勃律把一切都看在眼里,自然没有放过他身上口是心非带起的微小的动作。他心里对此笑笑,不再说话。
他们在帐子里又等了片刻,勃律搓搓手,觉得身上缺了衣服布料的包裹,身上很快就浮出了凉意,手上的温热的温度在感知上飞快流逝。
他想,阿隼说的对,他就应该时刻备足那三样东西。
想到这,他随之又叹口气€€€€说好了回来就喝阿隼熬的热汤,结果一切都是那么始料未及,看来只能等两日后才能喝到了。

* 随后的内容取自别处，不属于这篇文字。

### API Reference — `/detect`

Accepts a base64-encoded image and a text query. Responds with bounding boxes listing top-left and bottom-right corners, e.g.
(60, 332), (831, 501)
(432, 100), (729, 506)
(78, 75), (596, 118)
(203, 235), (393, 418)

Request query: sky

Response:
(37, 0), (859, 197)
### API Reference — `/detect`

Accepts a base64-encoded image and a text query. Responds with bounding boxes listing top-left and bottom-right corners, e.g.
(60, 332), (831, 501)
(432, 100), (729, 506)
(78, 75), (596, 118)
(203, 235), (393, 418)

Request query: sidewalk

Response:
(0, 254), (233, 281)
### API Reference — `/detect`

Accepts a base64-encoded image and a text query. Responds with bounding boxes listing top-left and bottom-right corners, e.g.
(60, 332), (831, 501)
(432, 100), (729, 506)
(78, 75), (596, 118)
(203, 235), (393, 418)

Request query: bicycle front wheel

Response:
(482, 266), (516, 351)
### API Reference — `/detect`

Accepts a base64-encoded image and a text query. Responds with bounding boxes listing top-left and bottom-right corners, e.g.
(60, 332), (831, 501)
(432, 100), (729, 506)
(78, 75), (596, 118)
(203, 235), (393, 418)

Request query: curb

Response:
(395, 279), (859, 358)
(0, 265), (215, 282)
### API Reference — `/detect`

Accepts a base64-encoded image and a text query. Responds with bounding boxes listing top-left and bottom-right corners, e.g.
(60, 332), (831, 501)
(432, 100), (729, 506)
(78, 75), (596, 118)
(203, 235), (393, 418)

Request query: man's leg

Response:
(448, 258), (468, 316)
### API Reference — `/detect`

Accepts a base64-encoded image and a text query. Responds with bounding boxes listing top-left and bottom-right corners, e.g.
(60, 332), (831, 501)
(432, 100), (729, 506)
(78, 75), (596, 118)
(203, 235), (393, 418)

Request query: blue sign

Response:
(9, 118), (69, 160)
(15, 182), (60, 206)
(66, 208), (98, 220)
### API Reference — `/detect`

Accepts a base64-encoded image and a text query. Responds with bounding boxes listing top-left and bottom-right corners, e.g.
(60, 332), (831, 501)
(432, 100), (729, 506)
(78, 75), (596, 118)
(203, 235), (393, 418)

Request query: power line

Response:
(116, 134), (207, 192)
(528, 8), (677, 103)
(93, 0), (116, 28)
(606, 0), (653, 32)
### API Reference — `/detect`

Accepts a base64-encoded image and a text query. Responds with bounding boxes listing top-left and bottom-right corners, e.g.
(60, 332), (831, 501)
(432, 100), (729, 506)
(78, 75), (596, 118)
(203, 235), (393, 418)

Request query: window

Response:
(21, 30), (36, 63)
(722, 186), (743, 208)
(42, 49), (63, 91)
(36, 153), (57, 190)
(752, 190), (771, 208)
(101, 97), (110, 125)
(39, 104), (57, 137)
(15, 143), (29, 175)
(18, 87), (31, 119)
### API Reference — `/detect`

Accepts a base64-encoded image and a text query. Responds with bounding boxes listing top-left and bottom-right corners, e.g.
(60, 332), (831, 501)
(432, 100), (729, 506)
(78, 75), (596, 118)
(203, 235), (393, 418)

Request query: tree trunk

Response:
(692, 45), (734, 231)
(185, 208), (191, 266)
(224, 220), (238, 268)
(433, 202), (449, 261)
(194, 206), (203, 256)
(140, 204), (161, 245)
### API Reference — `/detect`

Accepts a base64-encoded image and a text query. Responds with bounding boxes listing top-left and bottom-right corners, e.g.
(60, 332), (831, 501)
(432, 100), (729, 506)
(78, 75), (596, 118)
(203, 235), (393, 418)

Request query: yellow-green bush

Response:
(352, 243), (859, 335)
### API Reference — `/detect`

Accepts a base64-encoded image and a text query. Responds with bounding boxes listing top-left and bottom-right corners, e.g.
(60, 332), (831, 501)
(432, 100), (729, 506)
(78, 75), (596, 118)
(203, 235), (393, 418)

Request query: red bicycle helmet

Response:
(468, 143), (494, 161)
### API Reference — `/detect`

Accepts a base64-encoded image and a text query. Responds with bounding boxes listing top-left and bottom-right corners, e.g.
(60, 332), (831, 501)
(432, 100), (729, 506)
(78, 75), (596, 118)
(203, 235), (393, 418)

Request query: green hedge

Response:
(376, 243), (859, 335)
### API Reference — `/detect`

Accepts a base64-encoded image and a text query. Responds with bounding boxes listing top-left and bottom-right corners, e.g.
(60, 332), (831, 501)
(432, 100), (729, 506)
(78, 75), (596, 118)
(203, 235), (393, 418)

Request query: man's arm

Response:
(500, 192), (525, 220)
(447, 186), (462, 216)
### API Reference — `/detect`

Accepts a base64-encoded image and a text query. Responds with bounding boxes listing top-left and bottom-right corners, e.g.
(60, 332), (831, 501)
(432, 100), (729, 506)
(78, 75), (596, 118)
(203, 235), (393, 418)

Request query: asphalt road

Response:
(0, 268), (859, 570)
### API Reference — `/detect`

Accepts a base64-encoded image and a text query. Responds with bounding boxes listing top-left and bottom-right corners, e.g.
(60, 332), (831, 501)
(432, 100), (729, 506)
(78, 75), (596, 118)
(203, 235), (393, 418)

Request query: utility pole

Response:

就在他既惋惜又怨念的时候,竹苓跑进来向许言卿汇报:“师父,外面我都准备好了。”
许言卿听后把罐子递给她:“把这也捣了熬上,分好一日三次的量。”
竹苓看看数了数,捧着罐子点点头,一脸肃起来的模样说:“我知道了。”
说完,她转身掀帘跑出去。
“我们开始吧。”
许言卿终于来到青年的面前,自上而下望着人,说出来的话在勃律听来却突然丧失了任何感情和温度。
勃律的脑子开始有些昏沉。他闭了闭眼,重新用极大的力气掀开眼皮,抬眼去望头顶上的男人。
他深喘一口气。虽然嘴上说着信这个神医,让阿隼在外面放心等他出来,可到了现在这时候他心里难免开始怵打鼓,这种逐渐丧失的安全感和他害怕危险降临而凉的后脊,让他有些后悔没坚持让阿隼跟自己进来。
他能听到自己在问许言卿:“你那酒里有什么?”
许言卿注视着他一息,之后仅用一根手指就轻而易举地把勃律推倒在榻椅上,轻轻松松拎起他的手腕探了探心脉,嘴上说的云淡风轻。